# transparenter verlauf zwischen zwei bildern



## sonotos (1. September 2004)

Ich hab da folgendes kleines Problem.

Ich würde gerne mit dem Photoshop 2 Bilder  eineinaderüberlaufen lassen , und das mithilefe von Transparenz. 
Bisher habe ich allerdings noch nicht herausgefunden wie man das bewerkstelligen kann obwohl ich den Photoshop langsam von den Menues her durch habe. 

das einzige was ich gefunden habe war eine Verlaufsüberlagerung ,  aber die brachte nicht den gewünschten Effekt , da ich auf der einen seite zwar Transparent war auf der anderen aber farbig ( ihr wisst was ich meine schätze ich )

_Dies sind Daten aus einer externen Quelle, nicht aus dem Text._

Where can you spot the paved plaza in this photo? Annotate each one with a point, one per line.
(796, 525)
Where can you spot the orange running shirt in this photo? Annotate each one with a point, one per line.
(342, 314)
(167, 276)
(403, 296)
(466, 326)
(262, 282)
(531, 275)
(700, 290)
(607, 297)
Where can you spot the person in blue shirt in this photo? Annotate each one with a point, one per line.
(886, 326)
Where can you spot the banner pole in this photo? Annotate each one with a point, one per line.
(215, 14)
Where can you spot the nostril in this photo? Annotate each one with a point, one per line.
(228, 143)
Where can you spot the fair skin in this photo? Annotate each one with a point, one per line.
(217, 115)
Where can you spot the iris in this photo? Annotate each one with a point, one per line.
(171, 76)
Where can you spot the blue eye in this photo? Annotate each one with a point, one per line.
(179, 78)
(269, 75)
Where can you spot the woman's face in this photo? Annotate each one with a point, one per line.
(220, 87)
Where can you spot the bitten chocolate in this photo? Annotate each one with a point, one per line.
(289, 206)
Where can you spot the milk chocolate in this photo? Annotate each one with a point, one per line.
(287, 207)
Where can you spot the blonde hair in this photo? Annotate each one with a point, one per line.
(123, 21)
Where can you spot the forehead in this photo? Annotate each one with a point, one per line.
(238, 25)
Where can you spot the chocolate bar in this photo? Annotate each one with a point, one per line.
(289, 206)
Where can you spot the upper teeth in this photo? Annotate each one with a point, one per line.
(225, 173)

Wie bekomme ich das im Photoshop realisiert zwei Bilder mit Hielfe eines transparenten Verlaufes ineinander übergehen zu lassen ?


----------



## King Euro (1. September 2004)

Schaue dir doch mal bitte die Tutorials auf dieser Seite an, da gibt es eins, das dazu passt:
*Bilder ineinander verschmelzen ( Ebenenmasken )*


----------



## sonotos (1. September 2004)

Thx.das Tut  hab das auch schon mal näher betrachtet. aber irgendwie ist das etwas viel Aufwand für eine simple Transparenz.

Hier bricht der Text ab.